Discussion in 'Hardware' started by robbo, May 29, 2011.

  1. robbo


    I am looking to buy a new Dell Workstation. This PC will be used solely for trading. I will have Tradestation/Radarscreen running with 4 monitors. What spec machine should I look to buy,any feedback apprteciated as I dont want to invest my hard earnt $$$$ and find out the new machine is under spec'ed.
  2. Scat is our resident Dell expert. He's up on all the latest specs, deals, etc. He'll be along soon...
  3. LeeD


    In terms of price/performance, you should aim the second generation I7 processor, the budget variant is called 2600/2600K (the latter is unlocked for overclocking overclocking).

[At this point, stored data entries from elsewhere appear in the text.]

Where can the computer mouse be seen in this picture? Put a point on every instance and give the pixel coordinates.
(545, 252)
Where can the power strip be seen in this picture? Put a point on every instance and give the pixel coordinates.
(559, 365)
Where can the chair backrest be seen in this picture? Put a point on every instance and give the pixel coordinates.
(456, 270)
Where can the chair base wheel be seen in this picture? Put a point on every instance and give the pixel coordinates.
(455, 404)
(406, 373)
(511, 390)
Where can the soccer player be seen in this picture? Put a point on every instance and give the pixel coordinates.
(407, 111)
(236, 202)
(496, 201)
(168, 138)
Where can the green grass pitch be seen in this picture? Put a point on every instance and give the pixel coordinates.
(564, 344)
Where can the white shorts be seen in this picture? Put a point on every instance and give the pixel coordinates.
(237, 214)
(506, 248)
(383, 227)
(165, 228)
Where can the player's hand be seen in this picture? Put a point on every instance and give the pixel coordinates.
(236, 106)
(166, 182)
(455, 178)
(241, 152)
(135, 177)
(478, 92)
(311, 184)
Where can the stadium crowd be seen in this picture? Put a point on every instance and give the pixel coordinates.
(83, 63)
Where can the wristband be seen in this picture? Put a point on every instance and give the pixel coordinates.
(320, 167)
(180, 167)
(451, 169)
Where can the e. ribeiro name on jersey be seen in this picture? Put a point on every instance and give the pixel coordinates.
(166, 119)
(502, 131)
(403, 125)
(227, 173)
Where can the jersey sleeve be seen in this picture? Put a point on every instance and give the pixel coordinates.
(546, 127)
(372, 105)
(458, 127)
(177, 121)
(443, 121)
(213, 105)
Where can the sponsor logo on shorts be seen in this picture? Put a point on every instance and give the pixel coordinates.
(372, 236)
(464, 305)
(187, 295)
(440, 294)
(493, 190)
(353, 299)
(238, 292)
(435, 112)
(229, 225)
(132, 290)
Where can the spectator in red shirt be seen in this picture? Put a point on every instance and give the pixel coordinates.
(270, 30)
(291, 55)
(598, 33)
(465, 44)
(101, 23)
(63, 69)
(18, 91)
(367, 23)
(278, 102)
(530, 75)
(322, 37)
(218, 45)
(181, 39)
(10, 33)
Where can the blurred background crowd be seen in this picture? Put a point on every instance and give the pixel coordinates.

Unless you are seriously pressed in teh budget department, there is really no reason to go for I5 versus I7.

    Remember to choose "gen 2" (otherwise called Sandy Bridge) though. The fastest of the 1st generation I7 may be 10% faster but they are 3-4 times as expensive.

    Make sure you have at least 8GB of RAM. If you go for less you get less performance for your $. It makes sense to go for 16GB... If you are upgrading RAM, 3rd party offers from the likes of Crucial will likely be much cheaper than Dell.

    Make sure you have 2 PCI-Express x16 slots. Haveng 2 graphics cards drinving 2 monitors each (such as nVidia nvs 290) is cheaper and and opffers better reliability than any card that supports 4 monitors in one.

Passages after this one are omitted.